Der Begriff „Bionik“ beschreibt allgemein die Übertragung von Phänomenen beziehungsweise Wirkmechanismen aus der Natur auf technische Problemlösungen. Die Einordnung von Bionik reicht von der Wissenschaftsdisziplin über einen Entwicklungsprozess bis hin zur Kreativitätstechnik. Eine gerade in den Ingenieurwissenschaften gängige Verwendung entspricht der Bionik im Rahmen der Vorentwicklung zur Generierung von Produktideen. Dabei ist die Durchführung der Bionik als Methode in die vier Schritte Ziel festlegen, Vorbilder suchen, Analyse der gefundenen Systeme und Übertragbarkeit prüfen eingeteilt.

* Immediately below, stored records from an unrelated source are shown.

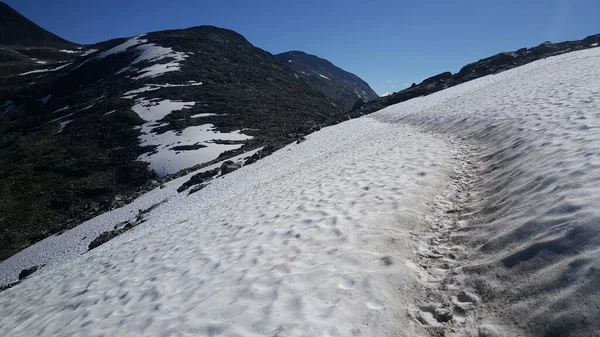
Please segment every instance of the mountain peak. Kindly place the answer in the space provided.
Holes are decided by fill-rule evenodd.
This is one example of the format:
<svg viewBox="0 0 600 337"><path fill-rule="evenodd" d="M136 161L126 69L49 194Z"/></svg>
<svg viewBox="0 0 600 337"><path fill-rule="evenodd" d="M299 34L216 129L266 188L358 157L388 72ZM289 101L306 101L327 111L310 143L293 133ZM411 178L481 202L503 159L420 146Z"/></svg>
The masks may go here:
<svg viewBox="0 0 600 337"><path fill-rule="evenodd" d="M0 45L72 48L75 44L50 33L0 2Z"/></svg>

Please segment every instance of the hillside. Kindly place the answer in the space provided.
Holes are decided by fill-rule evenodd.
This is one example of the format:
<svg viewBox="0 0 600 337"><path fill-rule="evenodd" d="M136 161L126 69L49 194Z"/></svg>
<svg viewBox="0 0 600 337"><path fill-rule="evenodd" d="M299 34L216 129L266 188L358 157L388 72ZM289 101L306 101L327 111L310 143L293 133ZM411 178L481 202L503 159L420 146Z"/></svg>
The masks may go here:
<svg viewBox="0 0 600 337"><path fill-rule="evenodd" d="M325 59L297 50L277 54L275 58L344 111L358 101L368 102L379 97L367 82Z"/></svg>
<svg viewBox="0 0 600 337"><path fill-rule="evenodd" d="M83 46L3 8L0 260L180 171L262 149L254 161L342 112L230 30ZM12 45L29 31L17 40L33 45Z"/></svg>
<svg viewBox="0 0 600 337"><path fill-rule="evenodd" d="M600 34L591 35L583 40L576 41L564 41L558 43L546 41L536 47L521 48L516 51L499 53L477 62L467 64L462 67L458 73L452 74L451 72L444 72L429 77L419 84L413 83L407 89L395 92L388 96L379 97L367 104L357 104L353 107L349 115L358 117L369 114L393 104L429 95L483 76L499 74L503 71L550 56L595 48L598 46L598 43L600 43Z"/></svg>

Überlegene Konzepte setzen sich durch
Gerade im Kontext des Innovationsmanagements stellt die Methode der Bionik eine interessante Perspektive bereit. Ein typisch strukturierter Innovationsprozess startet mit der Phase der Ideengenerierung und besteht in der Folge aus verschiedenen Zwischenstufen, deren Anzahl und Anordnung meist unternehmensspezifisch angepasst ist und die in der Markteinführung münden. Innerhalb eines solchen Innovationsprozesses ist die Bionik in die Phase der Generierung von Ideen einzuordnen, die zu marktfähigen Produkten und schließlich zu Innovationen weiterentwickelt werden können (Bild 1). Die Anwendung der Bionik gerade in solchen frühen Phasen des Innovationsprozesses erscheint vielversprechend, zumal man unterstellen kann, dass die Evolutionsprozesse in der Natur bereits überlegene Konzepte ausgewählt haben, was den unternehmerischen Entscheidungsprozess unterstützen kann.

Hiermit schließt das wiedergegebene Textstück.